A new class of filaments intermediate in diameter between actin and myosin filaments has been demonstrated in skeletal muscle cells cultured from chick embryos. These filaments, which account for the majority of free filaments, average 100 A in diameter. They may run for more than 2 in a single section and can be distinguished in size and appearance from the thick and thin filaments assembled into myofibrils.
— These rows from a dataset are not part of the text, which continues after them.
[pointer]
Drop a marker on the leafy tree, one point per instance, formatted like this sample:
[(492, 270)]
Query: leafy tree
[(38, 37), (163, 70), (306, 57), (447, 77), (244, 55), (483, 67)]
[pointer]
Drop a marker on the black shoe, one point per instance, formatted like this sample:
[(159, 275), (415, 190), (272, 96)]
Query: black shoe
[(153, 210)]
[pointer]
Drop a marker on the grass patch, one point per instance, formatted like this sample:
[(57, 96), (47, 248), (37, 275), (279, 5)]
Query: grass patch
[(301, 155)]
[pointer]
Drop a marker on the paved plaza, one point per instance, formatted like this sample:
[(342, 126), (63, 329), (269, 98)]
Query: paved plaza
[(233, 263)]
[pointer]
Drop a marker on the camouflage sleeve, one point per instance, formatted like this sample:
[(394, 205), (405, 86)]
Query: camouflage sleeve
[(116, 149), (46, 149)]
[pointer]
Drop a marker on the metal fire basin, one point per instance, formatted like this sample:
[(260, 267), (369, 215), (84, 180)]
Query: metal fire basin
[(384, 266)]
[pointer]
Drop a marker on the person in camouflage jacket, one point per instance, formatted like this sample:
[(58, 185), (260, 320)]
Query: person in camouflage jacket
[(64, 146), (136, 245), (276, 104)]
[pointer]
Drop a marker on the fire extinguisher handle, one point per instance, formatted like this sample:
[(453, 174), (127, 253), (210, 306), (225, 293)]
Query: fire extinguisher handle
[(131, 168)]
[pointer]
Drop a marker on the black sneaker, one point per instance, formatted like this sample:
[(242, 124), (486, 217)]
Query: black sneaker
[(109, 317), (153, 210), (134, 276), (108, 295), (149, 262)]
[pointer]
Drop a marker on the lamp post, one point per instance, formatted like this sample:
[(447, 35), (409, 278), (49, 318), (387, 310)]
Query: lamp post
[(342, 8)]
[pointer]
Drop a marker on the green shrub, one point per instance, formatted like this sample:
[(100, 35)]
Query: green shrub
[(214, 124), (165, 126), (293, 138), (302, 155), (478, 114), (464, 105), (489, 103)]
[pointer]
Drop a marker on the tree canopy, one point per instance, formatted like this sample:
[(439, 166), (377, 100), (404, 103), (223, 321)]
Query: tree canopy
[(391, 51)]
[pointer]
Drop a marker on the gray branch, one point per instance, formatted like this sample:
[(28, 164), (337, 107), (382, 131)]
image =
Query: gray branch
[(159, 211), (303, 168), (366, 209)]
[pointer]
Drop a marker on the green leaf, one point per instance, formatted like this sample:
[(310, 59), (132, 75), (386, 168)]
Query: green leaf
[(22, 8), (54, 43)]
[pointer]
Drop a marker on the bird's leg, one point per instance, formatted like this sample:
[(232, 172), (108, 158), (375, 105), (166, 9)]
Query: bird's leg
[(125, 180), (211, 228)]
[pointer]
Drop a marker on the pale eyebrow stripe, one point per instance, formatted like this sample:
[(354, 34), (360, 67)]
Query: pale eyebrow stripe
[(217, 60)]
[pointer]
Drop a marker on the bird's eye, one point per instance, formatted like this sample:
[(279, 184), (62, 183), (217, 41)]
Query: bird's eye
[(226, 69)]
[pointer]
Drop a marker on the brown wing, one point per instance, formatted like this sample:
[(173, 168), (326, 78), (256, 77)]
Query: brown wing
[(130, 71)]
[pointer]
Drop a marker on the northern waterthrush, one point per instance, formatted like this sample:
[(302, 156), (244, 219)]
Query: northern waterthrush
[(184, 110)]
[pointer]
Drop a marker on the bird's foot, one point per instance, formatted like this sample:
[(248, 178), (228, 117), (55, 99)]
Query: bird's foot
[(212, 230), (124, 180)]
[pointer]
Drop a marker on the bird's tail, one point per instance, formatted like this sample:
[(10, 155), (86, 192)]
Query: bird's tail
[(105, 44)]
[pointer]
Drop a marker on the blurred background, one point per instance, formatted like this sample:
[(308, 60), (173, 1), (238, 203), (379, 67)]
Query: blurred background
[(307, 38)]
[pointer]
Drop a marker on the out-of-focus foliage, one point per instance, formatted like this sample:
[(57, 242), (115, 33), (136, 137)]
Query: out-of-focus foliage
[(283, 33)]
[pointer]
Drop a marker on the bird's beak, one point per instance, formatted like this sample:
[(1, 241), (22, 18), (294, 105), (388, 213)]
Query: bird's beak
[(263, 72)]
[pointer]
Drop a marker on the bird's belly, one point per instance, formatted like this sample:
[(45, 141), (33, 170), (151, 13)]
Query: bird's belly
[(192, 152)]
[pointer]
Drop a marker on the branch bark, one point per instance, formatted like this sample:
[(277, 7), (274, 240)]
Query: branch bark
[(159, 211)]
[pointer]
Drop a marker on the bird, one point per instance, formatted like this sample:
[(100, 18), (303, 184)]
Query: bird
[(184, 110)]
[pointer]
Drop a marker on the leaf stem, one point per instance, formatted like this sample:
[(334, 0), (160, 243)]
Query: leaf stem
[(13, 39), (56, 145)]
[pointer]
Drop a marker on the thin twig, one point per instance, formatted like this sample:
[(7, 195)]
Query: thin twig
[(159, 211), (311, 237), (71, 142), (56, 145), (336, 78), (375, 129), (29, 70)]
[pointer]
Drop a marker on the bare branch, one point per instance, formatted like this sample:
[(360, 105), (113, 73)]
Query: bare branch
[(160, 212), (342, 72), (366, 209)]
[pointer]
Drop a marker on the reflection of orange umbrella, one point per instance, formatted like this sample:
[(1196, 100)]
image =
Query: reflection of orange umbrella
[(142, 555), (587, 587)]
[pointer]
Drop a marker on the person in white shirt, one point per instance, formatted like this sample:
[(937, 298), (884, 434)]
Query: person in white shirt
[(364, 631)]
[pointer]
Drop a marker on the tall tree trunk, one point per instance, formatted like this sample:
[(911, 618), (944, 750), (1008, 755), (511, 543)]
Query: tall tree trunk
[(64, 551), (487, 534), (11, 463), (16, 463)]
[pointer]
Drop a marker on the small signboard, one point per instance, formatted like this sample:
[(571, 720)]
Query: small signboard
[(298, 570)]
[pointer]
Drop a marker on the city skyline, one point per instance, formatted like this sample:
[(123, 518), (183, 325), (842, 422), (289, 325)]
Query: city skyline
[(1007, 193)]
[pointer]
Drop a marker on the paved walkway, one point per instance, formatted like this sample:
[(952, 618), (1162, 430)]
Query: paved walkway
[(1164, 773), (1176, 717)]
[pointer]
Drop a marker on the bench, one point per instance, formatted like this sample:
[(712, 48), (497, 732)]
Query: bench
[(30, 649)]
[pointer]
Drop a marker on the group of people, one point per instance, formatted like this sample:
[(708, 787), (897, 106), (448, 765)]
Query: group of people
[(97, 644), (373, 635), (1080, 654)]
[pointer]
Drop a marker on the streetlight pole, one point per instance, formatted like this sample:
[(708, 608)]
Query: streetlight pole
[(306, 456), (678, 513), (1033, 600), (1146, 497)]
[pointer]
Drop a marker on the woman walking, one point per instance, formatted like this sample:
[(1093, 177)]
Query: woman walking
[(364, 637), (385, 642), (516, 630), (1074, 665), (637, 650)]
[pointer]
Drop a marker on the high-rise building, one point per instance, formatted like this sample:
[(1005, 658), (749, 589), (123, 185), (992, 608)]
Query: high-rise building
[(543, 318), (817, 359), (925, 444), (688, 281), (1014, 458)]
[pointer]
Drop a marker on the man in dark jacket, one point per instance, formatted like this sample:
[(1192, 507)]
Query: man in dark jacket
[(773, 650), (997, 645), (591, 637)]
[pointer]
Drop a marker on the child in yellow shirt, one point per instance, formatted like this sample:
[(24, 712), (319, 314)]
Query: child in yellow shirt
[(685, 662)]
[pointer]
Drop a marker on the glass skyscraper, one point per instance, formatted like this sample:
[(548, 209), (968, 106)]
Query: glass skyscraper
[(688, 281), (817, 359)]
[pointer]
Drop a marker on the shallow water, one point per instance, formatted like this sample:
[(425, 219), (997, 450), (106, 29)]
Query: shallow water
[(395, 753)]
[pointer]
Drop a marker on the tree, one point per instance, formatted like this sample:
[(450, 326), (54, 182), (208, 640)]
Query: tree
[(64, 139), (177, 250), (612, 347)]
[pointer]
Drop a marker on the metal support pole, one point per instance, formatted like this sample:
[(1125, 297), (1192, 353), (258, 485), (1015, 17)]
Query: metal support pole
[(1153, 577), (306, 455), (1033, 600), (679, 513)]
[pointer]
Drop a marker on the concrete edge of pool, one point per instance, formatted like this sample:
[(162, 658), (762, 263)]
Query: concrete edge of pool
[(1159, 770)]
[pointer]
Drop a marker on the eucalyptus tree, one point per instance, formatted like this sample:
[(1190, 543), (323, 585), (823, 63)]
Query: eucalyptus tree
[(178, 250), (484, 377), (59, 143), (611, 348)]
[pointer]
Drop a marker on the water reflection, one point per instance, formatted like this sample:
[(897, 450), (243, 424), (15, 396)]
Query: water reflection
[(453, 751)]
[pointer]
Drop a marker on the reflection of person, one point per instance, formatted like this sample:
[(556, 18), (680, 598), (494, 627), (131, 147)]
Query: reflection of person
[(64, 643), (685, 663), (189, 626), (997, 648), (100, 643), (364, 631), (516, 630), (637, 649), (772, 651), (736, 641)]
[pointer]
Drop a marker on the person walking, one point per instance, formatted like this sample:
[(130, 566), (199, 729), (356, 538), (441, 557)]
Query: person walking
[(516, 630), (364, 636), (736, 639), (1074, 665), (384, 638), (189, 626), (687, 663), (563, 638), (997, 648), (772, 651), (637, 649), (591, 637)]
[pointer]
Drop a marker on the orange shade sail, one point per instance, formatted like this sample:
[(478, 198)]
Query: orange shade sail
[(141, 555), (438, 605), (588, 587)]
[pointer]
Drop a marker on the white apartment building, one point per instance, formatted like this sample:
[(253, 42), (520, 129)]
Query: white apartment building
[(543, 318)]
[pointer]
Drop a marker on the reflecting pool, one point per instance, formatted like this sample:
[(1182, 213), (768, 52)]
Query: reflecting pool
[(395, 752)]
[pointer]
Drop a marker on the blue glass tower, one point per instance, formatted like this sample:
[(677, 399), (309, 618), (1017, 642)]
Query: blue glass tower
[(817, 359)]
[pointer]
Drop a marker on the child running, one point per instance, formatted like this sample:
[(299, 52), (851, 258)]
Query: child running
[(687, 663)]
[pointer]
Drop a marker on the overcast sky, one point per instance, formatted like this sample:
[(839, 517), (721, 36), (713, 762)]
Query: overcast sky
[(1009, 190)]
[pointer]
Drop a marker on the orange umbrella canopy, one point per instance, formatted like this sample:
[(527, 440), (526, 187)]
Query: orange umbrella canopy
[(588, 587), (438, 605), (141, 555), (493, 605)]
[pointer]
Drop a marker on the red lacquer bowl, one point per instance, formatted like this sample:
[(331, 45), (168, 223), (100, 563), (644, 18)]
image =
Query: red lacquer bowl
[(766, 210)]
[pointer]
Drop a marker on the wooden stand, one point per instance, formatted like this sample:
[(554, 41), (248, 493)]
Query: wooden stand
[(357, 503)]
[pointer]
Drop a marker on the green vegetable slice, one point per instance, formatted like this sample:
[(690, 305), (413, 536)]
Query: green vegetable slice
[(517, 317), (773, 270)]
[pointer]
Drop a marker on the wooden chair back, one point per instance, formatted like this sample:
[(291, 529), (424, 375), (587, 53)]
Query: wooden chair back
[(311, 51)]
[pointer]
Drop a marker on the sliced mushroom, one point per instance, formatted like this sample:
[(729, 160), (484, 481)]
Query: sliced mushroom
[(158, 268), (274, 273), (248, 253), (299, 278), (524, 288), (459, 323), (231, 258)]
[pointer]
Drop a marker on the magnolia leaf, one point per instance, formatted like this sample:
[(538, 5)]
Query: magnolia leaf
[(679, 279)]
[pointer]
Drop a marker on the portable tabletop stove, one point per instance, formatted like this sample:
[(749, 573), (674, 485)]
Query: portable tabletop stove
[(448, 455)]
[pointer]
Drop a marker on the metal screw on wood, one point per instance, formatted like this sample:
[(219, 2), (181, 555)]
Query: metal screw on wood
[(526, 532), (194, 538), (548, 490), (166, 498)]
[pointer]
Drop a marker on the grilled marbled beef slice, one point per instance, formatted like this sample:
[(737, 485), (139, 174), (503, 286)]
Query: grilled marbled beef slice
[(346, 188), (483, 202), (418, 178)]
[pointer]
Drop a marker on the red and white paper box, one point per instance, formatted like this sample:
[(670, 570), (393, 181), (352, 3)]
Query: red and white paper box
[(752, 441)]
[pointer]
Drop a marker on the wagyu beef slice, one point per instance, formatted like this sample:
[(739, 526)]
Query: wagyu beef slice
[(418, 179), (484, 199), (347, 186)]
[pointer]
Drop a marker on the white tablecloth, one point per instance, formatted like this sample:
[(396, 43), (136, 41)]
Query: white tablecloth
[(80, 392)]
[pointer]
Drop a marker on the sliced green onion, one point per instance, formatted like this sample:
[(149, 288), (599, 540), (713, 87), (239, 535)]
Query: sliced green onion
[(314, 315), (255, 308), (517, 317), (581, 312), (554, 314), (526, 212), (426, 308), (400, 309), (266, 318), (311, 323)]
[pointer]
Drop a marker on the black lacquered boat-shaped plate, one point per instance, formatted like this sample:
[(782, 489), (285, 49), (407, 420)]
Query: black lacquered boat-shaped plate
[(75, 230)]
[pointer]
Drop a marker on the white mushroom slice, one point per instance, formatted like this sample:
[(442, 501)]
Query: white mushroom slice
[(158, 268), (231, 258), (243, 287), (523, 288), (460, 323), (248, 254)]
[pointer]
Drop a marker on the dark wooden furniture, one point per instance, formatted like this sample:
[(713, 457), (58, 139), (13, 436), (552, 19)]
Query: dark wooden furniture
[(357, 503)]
The 100-A filaments are seen scattered throughout the sarcoplasm at all stages of development and show no obvious association with the myofibrils. The 100-A filaments are particularly conspicuous in myotubes fragmented by the mitotic inhibitors, colchicine and Colcemid. In addition, filaments similar in size and appearance to those found in myotubes are present in fibroblasts, chondrocytes, and proliferating mononucleated myoblasts. The 100-A filaments are present in cells arrested in metaphase by mitotic inhibitors. Definitive thick (about 150 A) or thin (about 60 A) myofilaments are not found in skeletal myogenic cells arrested in metaphase. Myogenic cells arrested in metaphase do not bind fluorescein-labeled antibody directed against myosin or actin. For these reasons, it is concluded that not all "thin" filaments in myogenic cells are uniquely associated with myogenesis.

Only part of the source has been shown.